In a certain game, you perform three tasks. You flip a quarter, and success would be heads. You roll a single die, and success would be a six. You pick a card from a full playing-card deck, and success would be picking a spades card. If any of these task are successful, then you win the game. What is the probability of winning?

A. 1/48
B. 5/16
C. 11/12
D. 11/16
E. 23/48


OA D

Source: Magoosh

Probability of event not happening is equal to (\(1 -\) Probability of event happening)

So, Probability NO heads\(=\dfrac{1}{2}\)

Probability NO number \(6 =\dfrac{5}{6}\)

Probability NO picking a spades card \(=\dfrac{3}{4}\)

So, Probability NO winning \(= \dfrac{1}{2}\cdot \dfrac{5}{6}\cdot \dfrac{3}{4} = \dfrac{15}{48}=\dfrac{5}{16}\)

Probability NO winning \(= 1 - \dfrac{5}{16} = \dfrac{11}{16}\Longrightarrow\)D

[Scott@TargetTestPrep]

In a certain game, you perform three tasks.

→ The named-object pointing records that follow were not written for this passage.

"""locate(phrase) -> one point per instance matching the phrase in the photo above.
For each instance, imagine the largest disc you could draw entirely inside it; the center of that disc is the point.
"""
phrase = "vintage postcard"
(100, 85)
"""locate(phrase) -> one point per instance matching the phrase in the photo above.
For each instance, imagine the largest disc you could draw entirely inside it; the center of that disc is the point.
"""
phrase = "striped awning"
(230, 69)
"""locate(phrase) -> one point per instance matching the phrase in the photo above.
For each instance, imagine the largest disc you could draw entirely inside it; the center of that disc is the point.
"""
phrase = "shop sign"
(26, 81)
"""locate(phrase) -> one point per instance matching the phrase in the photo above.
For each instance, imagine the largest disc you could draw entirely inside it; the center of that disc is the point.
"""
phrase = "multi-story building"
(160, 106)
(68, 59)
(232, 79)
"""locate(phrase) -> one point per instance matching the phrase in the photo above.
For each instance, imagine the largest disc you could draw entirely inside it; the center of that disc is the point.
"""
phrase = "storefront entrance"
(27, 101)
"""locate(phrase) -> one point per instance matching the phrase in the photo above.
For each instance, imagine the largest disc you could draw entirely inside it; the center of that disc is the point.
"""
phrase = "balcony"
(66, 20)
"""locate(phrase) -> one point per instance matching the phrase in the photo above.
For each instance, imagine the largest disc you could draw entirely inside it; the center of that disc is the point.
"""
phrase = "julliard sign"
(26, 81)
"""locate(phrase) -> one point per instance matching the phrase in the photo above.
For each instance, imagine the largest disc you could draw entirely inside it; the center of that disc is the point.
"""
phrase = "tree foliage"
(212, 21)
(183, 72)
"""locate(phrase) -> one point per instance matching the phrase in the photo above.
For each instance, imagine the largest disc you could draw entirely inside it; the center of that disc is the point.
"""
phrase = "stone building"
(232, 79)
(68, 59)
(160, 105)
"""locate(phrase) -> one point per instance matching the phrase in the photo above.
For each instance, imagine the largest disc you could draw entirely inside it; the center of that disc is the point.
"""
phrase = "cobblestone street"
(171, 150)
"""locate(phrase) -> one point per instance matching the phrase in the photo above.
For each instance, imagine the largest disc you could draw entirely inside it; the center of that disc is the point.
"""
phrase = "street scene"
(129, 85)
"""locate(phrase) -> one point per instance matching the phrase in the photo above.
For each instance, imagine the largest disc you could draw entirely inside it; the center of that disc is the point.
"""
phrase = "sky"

You flip a quarter, and success would be heads. You roll a single die, and success would be a six. You pick a card from a full playing-card deck, and success would be picking a spades card. If any of these task are successful, then you win the game. What is the probability of winning?

A. 1/48
B. 5/16
C. 11/12
D. 11/16
E. 23/48


OA D

Solution:

We can let A = event of getting heads when flipping the quarter, B = event of getting a six when rolling the die and C = event of getting a spades card, and use the following formula:

P(A or B or C) = P(A) + P(B) + P(C) - P(A and B) - P(A and C) - P(B and C) + P(A and B and C)

P(A or B or C) = 1/2 + 1/6 + 1/4 - (1/2 x 1/6) - (1/2 x 1/4) - (1/4 x 1/6) + (1/2 x 1/6 x 1/4)

P(A or B or C) = 11/12 - 1/12 - 1/8 - 1/24 + 1/48

P(A or B or C) = 11/16

Alternate Solution:

We notice that P(success) + P(failure) = 1; therefore, P(success) = 1 - P(failure). Let’s find P(failure).

The only way we fail in this game is if we get tails from the quarter flip AND not get a six from the die roll AND not get a spade from the card draw. Therefore,

P(failure) = 1/2 x 5/6 x 3/4 = 15/48 = 5/16

Thus, P(success) = 1 - P(failure) = 1 - 5/16 = 11/16

Answer: D